History.--s. 36, ch. 2003-58.
Upon
a finding by the court that an adoption entity has willfully violated any
substantive provision of this chapter relative to the rights of the parties to
the adoption and legality of the adoption process, the court is authorized to
prohibit the adoption entity from placing a minor for adoption in the future in
this state.
History.--s. 23, ch. 92-96; s. 32, ch. 2001-3; s.
37, ch. 2003-58.
63.222 Effect on prior adoption
proceedings.—
Any
adoption made before the effective date of this act shall be valid, and any
proceedings pending on the effective date of this act are not affected thereby.

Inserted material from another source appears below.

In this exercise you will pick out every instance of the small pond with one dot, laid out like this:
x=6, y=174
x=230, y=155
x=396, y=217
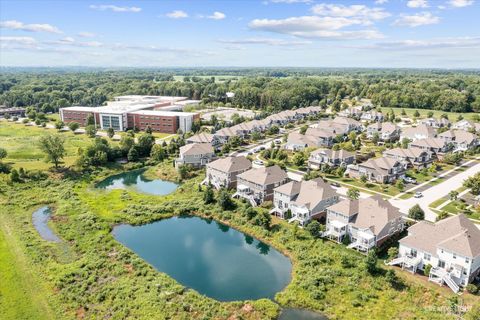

History.--s. 22, ch. 73-159.
63.232 Duty of person adopting.—
In
order to protect the rights of all the parties involved in an adoption, any
person adopting or attempting to adopt another person shall comply with the
procedures established by this act.
History.--s. 23, ch. 73-159.
63.2325 Conditions for revocation
of a consent to adoption or affidavit of nonpaternity.—
Notwithstanding
the requirements of this chapter, a failure to meet any of those requirements
does not constitute grounds for revocation of a consent to adoption or
withdrawal of an affidavit of nonpaternity unless the
extent and circumstances of such a failure result in a material failure of
fundamental fairness in the administration of due process, or the failure
constitutes or contributes to fraud or duress in obtaining a consent to
adoption or affidavit of nonpaternity.
History.--s. 33, ch. 2001-3.
The
department shall adopt rules pursuant to ss. 120.536(1) and 120.54 to implement
the provisions of this chapter.
History.--s. 11, ch. 87-397; s. 10, ch. 98-200.
63.235 Petitions filed before
effective date; governing law.—
Any
petition for adoption filed before the effective date of this act shall be
governed by the law in effect at the time the petition was filed.
History.--s. 37, ch. 2001-3; s. 38, ch. 2003-58.